EUS-FNA, Cycleave polymerase chain reaction.

Main Outcome Measurements

Improvement of the diagnostic accuracy by K-ras mutation analysis; absence of K-ras mutations in non-PDAC masses.

Results

K-ras mutations were detected in 266 of 307 PDAC aspirates (87 % ) and in 3 of 87 non-PDAC masses (3 % ). K-ras mutations were detected in 18 of 39 patients (46 % ) who remained cytohistopathologically undiagnosed. The sensitivity, specificity, positive and negative predictive values, and accuracy of cytohistopathological and K-ras mutation analyses alone were 87 % , 100 % , 100 % , 54 % , and 89 % , respectively, and, when combined, were 93 % , 100 % , 100 % , 68 % , and 94 % , respectively.
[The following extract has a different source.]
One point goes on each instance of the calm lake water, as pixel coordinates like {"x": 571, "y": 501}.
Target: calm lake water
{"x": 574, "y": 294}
Adding K-ras mutation analysis to standard cytohistopathological assessment increased the sensitivity and accuracy of EUS-FNA by 6 % (P < .001) and 5 % (P < .001), respectively.

Limitations

Single-center study.

Conclusions

K-ras mutation analysis may be helpful in patients with suspected PDAC yet inconclusive EUS-FNA findings. K-ras mutations were extremely rare in pancreatic inflammation and other pancreatic tumors.